We designed a strategy to force Cu uptake into the Zn-deficient crr1 mutant. Because crr1 grows poorly under prolonged Zn-deficient conditions, we first grew crr1 and CRR1 strains in medium replete for Zn and Cu (where the mutant grows well) and collected 2 × 10⁸ cells, which were washed twice with 1 mM EDTA to remove bound metals from the cell surface before dilution into fresh Zn-deficient medium to a final cell density of 2 × 10⁶ cells/mL for each strain (comparable to a log phase culture). To drive Cu into the crr1 mutant (which cannot upregulate the CTRs), we supplied the Zn-deficient crr1 culture with the maximum amount of Cu (40 µM) the cells could tolerate (Fig. 8A and B), to effect Cu overaccumulation (which was less than what is commonly observed in Zn-deficient wild-type cells in standard 2 µM Cu medium). To match intracellular Cu accumulation in a Zn-deficient CRR1 culture with the one observed in crr1, we reduced Cu supplementation in Zn-deficient CRR1 to 1.2 µM Cu. This protocol allowed growth of the crr1 mutant in Zn deficiency for 2 days with Cu accumulation in crr1 comparable to that in the wild-type CRR1 strain after dilution into Zn-deficient, Cu-excess conditions (Fig. 8C). This allowed us to analyze the requirement for CRR1 in intracellular Cu distribution and to distinguish the roles of CTR1 and CTR2.

Fig. 8 — Excess Cu accumulates in Zn-deficient *crr1* and is stored in acidocalcisomes, but cannot be mobilized after Zn add back. Cells were grown in copper-replete medium, washed with 1 mM EDTA, and resuspended in Zn-deplete media as shown in (A). (B) Pictures of flasks were taken every 24 h during the experiment. (C) Cu content of *CRR1* and *crr1* cell lines was measured using ICP-MS/MS. Growth medium was supplied with either 1.2 µM (*CRR1*) or 40 µM Cu (*crr1*) to Zn-deplete growth medium as indicated. Shown are averages and individual data points of two independent experiments. (D) After 48 h in Zn deficiency, Zn was added back to the culture medium. Samples for imaging were taken right before and 7 h after Zn add back. Cu was visualized using the Cu(I) sensitive dye CS3 (red), cells were visualized using chlorophyll autoflourescence (green). Shown are max intensity projections of each channel. Scale bars represent 5 µm. Experiment was performed at least twice with independent cultures. At least six cells were imaged and are shown in Supplemental Fig. S9.

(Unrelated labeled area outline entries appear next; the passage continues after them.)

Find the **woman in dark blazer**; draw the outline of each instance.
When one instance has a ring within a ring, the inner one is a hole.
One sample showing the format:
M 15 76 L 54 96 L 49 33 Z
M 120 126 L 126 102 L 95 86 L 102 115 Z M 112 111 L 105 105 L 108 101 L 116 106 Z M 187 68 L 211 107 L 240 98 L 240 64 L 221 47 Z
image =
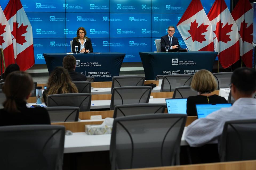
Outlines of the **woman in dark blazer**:
M 78 53 L 92 53 L 93 52 L 91 39 L 86 35 L 86 31 L 83 27 L 79 27 L 77 31 L 77 37 L 73 39 L 72 51 L 75 53 L 75 46 L 78 46 Z

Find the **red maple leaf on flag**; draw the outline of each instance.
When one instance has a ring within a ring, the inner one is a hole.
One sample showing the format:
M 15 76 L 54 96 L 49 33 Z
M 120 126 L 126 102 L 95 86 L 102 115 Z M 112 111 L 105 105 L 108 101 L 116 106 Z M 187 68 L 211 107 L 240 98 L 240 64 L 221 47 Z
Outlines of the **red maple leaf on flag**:
M 227 34 L 233 31 L 231 29 L 231 27 L 233 26 L 233 24 L 229 25 L 228 23 L 227 23 L 222 27 L 223 25 L 223 23 L 221 23 L 220 20 L 217 23 L 216 29 L 213 31 L 213 32 L 216 35 L 216 37 L 213 38 L 213 39 L 217 37 L 219 42 L 221 41 L 227 43 L 227 41 L 231 40 L 230 37 L 230 36 L 227 35 Z
M 25 39 L 26 37 L 22 35 L 22 34 L 27 32 L 26 29 L 28 26 L 23 26 L 23 23 L 18 28 L 18 24 L 15 22 L 13 23 L 13 29 L 11 32 L 11 34 L 13 35 L 14 38 L 16 39 L 16 42 L 23 45 L 23 43 L 27 42 Z
M 240 31 L 238 32 L 240 34 L 243 42 L 246 41 L 249 43 L 251 43 L 253 42 L 253 35 L 251 34 L 253 33 L 253 27 L 252 23 L 247 27 L 248 24 L 248 23 L 246 23 L 245 21 L 244 20 L 243 22 L 241 23 Z
M 195 41 L 202 43 L 204 41 L 206 41 L 206 39 L 205 38 L 205 36 L 202 35 L 202 33 L 207 32 L 206 29 L 209 26 L 209 25 L 203 25 L 203 23 L 201 24 L 199 27 L 198 27 L 198 23 L 197 23 L 196 20 L 195 20 L 194 22 L 191 22 L 190 26 L 190 29 L 187 31 L 191 35 L 190 37 L 186 39 L 186 40 L 189 38 L 190 37 L 192 38 L 192 40 L 194 42 Z
M 3 36 L 1 36 L 1 35 L 5 32 L 5 29 L 6 26 L 6 25 L 2 25 L 2 23 L 0 23 L 0 45 L 2 45 L 3 43 L 5 42 L 3 40 Z

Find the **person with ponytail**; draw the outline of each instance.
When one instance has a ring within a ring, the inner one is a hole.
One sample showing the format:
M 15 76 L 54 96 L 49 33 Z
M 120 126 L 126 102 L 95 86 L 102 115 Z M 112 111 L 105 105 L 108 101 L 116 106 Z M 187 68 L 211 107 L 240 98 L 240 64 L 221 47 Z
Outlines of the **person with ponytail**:
M 45 108 L 29 108 L 26 105 L 33 88 L 33 80 L 29 74 L 16 71 L 5 80 L 3 91 L 6 100 L 3 104 L 4 108 L 0 109 L 0 126 L 50 124 Z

In wild-type cells, excess Cu localizes to the acidocalcisome, a low-pH compartment containing polyphosphate and calcium ions (Ca²⁺).⁵⁹ When we stained cells with the Cu dye Coppersensor-3 (CS3) to visualize Cu(I) storage sites, we detected distinct foci in the crr1 and CRR1 strains after transfer to Zn-deficient medium (Fig. 8D). We conclude that excess external Cu can bypass the requirement for CTR transporters for Cu uptake into cells during Zn deficiency. The subsequent Cu sequestration into the acidic vacuoles occurs independently of CRR1 and CTRs. To test whether this sequestered pool of Cu can be remobilized, we supplied cultures with 2.5 µM Zn (to restore the Zn-replete condition): we noticed the release of Cu from vacuoles in the CRR1 strain within 7 h, in agreement with previous results⁵⁹ but not from the crr1 mutant (Fig. 8D and Supplemental Fig. S9). We conclude that the transporter responsible for efflux of Cu(I) from the acidocalcisome is a target of CRR1.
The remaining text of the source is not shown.